Desde la primera Nochebuena, la infancia cambia de percepción y se reviste de una dignidad reforzada que obliga a la reverencia
La Navidad se saborea más con niños o, al menos, haciéndose niños, viéndoles disfrutar o asomándose al mundo de Belén con los ojos asombrados de una criatura que no consigue soportar tanta ilusión. La Navidad es su fiesta. Dice el filósofo Higinio Marín que la Navidad marcó el descubrimiento de la infancia como elemento esencial de lo humano. Hasta entonces, incluso los filósofos más insignes la menospreciaban: Sócrates, Platón o el propio Aristóteles, que admitía el infanticidio en algunos supuestos. Dice Marín que, para recuperar lo humano, hizo falta un niño al que adorar. Con la llegada de ese Niño, la visión de la infancia cambió para siempre. Y la de la dignidad humana o la libertad y se hizo posible la Historia.
Desde la primera Nochebuena, la infancia cambia de percepción y se reviste de una dignidad reforzada que obliga a la reverencia. Hasta el punto de que el Niño de Belén, ya hecho Jesús de Nazaret, maestro y taumaturgo, lanzará las amenazas más severas de su predicación contra aquellos que se atrevan a maltratar a un niño: más les valdría, dijo, que se ataran una piedra de molino al cuello y se tiraran al mar, porque el ángel del niño testificará contra ellos ante Dios.
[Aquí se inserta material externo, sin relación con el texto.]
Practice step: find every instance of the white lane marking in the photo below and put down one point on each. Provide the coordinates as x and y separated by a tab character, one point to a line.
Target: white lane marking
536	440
En Navidad se celebra también la matanza de los inocentes que perpetró el rey Herodes porque no quería adorar al Niño, sino sustituirlo, ocupar su trono, que lo adoraran a él. Es la cansina y dolorosa historia que la humanidad repite cada poco: primero intentamos matar a Dios. Luego nos ponemos en su lugar. Y después instauramos el reino de todas las crueldades, donde no tienen cabida la ternura ni la misericordia, porque sin Dios carecen de sentido. Pero la Navidad siempre vuelve.